Le mystère n’est pas dans le lointain et dans l’inconnu seulement ; il est tout près de nous. Il nous enchante par la douceur inaccoutumée de certains renouvellements. Un long crépuscule, une journée de printemps précoce, une promenade matinale, une rencontre imprévue l’évoquent à toute heure. « Dans tous les changements on dirait que, comme dans un interrègne, une puissance plus auguste et spirituelle cherche à se faire jour. » Un art déjà plus raffiné sera donc de communiquer le même caractère à des impressions connues et familières.
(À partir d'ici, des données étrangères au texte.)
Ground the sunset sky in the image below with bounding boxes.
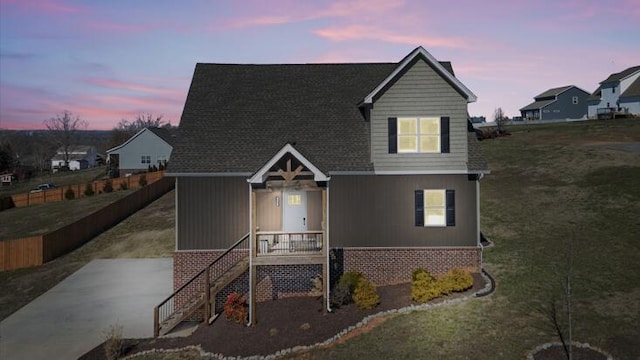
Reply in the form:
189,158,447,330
0,0,640,129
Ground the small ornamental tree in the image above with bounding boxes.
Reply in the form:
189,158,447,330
84,183,95,196
64,188,76,200
102,180,113,193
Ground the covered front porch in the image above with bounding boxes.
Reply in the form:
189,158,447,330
249,144,329,324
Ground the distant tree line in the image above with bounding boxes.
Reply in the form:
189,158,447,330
0,110,172,178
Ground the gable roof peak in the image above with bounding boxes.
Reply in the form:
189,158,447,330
363,46,478,104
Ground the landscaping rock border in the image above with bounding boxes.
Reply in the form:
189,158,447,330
123,269,495,360
527,341,613,360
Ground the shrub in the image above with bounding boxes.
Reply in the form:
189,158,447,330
84,183,95,196
224,292,249,324
102,180,113,193
64,188,76,200
353,277,380,309
440,268,473,295
411,271,442,303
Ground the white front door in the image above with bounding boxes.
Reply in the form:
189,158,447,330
282,190,307,232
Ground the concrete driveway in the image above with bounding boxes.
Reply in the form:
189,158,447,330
0,259,173,360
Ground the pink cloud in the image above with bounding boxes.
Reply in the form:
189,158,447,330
82,77,182,95
314,25,471,48
2,0,86,15
84,21,155,33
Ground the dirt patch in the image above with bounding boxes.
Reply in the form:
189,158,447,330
84,274,485,359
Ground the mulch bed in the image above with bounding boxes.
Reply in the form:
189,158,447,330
81,274,485,359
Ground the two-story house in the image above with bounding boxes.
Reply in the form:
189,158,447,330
157,47,489,336
520,85,589,120
588,66,640,119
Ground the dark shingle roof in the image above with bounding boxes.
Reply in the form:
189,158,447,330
534,85,573,99
600,65,640,84
169,63,396,173
520,99,556,111
620,77,640,98
168,59,476,174
148,127,176,145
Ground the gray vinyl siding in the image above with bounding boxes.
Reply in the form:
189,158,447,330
329,175,477,247
371,61,467,171
177,177,249,250
540,87,589,120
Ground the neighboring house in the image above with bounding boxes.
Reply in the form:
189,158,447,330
160,47,489,332
107,127,175,174
520,85,589,120
588,66,640,118
51,145,98,172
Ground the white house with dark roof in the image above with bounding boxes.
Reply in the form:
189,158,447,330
588,66,640,118
156,47,489,334
107,127,175,174
520,85,589,120
51,145,98,172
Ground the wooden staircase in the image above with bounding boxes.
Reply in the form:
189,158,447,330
153,234,249,337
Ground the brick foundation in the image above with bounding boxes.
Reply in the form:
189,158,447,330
329,248,482,286
173,247,482,318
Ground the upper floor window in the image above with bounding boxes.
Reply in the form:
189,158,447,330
388,116,449,154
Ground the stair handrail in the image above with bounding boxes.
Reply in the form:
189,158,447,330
153,233,251,337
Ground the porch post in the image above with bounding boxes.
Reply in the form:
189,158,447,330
249,190,258,326
321,188,331,312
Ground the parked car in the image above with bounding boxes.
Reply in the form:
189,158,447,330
31,183,56,192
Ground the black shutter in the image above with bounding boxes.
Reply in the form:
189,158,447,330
416,190,424,226
446,190,456,226
440,116,449,153
388,118,398,154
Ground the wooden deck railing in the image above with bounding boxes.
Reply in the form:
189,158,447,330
153,234,250,337
256,231,324,256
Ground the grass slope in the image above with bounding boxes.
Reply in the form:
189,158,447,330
304,120,640,359
0,191,175,320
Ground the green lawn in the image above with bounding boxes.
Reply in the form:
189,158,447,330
296,120,640,359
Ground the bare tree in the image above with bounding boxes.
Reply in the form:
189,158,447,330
44,110,89,167
111,113,171,146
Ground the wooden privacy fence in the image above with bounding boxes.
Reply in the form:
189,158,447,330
3,171,164,208
0,178,174,270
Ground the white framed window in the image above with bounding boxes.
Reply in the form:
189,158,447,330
423,190,447,226
398,117,441,153
415,189,456,227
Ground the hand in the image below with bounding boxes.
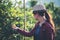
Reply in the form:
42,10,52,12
12,24,19,29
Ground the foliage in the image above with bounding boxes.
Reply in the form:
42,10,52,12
0,0,60,40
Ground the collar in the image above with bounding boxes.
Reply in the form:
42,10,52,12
39,21,45,27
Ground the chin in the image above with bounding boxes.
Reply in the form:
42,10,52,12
36,19,38,20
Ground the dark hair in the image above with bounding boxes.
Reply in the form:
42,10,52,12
33,10,55,32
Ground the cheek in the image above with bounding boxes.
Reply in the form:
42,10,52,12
34,15,38,19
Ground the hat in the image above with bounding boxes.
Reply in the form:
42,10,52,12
33,4,46,11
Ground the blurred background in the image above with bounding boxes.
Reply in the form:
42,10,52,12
0,0,60,40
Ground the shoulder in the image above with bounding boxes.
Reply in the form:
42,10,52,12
43,22,53,30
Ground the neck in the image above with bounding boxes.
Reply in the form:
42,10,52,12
39,18,45,23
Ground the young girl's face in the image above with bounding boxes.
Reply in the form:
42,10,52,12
34,13,39,20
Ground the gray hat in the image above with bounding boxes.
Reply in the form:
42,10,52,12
33,4,46,11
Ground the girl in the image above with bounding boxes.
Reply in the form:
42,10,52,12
12,5,55,40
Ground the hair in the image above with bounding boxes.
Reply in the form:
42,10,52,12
33,10,55,32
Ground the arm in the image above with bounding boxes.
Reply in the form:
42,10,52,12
46,24,54,40
17,28,35,37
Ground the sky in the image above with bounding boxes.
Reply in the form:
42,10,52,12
11,0,60,6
C’est ce que Novalis appelle « l’art de dépayser agréablement, de donner à un objet un aspect étranger et pourtant familier et attrayant. » Il faut que dans la réalité la plus proche, la plus humble, se découvre un élément de mystère continuel, une dimension en profondeur ou plus exactement en « intériorité », sentie plutôt qu’aperçue sous les surfaces de la vie. Pour faire « vrai » il faut faire « mystérieux » : c’est un point capital de l’esthétique symboliste. « L’expression mystique est un attrait de plus pour la pensée. Toute vérité est vieille comme le monde. Le charme de la nouveauté réside uniquement dans les variations de l’expression. Plus l’expression fait contraste, plus on est heureux de se retrouver en pays de connaissance. »[1]

Enfin et surtout le mystère est au-dedans de nous. L’art romantique, particulièrement chez Novalis, est, en dépit de ses prétentions historiques, un art d’intériorité, presqu’aussi

  1. N. S. II, 1, pp. 35-36.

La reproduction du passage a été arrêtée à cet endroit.